Cue the Twilight Zone theme.

So this is why I wanted to find out if anyone else out there scored 100% or even 50% on my tests. Just how weird is it that I’m tracking like this with Neil Gaiman’s thought patterns? Now before you call the men in the white coats, let me reassure you. I do not think I’m psychically linked with the man or that we share a brain. Speaking to that issue, I must mention that I found “The Problem of Susan” probably the most horrific (not badly written, but horrifying) story I’ve ever read. That was fully Neil’s intent but he went way overboard in my opinion—I almost couldn’t read it. So sometimes he is, if anything, like me turned inside out.

It does, however, make me wonder. Are we perhaps products of the same sort of imagination (although clearly we imagine quite different things)?

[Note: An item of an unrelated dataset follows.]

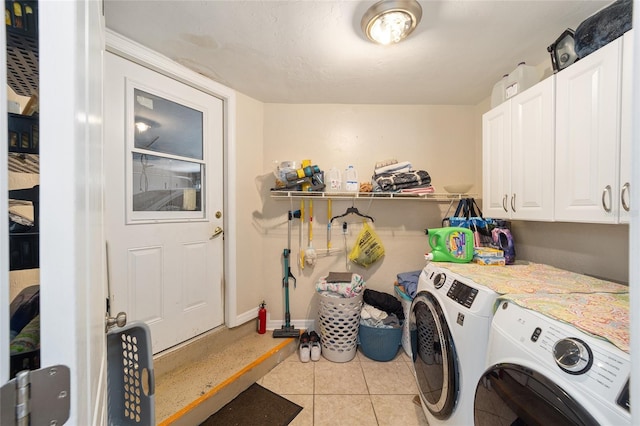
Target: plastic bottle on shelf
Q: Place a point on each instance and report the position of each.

Did we just read a lot of the same books? (He did dedicate Fragile Things to my two favorite science fiction authors, Harlan Ellison and Ray Bradbury.) Or will a good 50% of the population that happen to be fans of Narnia give the same answers on Tests #1 and 2 as I did?

I can’t tell you what it does to a person’s psyche to feel on the one hand like they have connected so well to an author’s imagination—disturbingly well—only to be slapped in the face by that author’s ability to go places you’d never dare and say things you shudder to hear. I am running back into the arms of C.S. Lewis for comfort.

And yet, I just know the next time Neil sets out down some shadowy, thorn-bound path, beckoning me along, I will traipse after him again, hanging on his every word. And occasionally guessing in advance what those words are going to be.

2 comments:

Miss Organizized said...

I got a big ol' F on that test!! Neil and I do NOT share the same brain! But remember the whole Neil/Michael Emerson connection a little while ago? That was crazy spooky, so I'm not surprised this happened :)

Diana Laurence said...

Your stepfather also got a big ol' F. But surely someone out there will get one of them right...right? Shiver.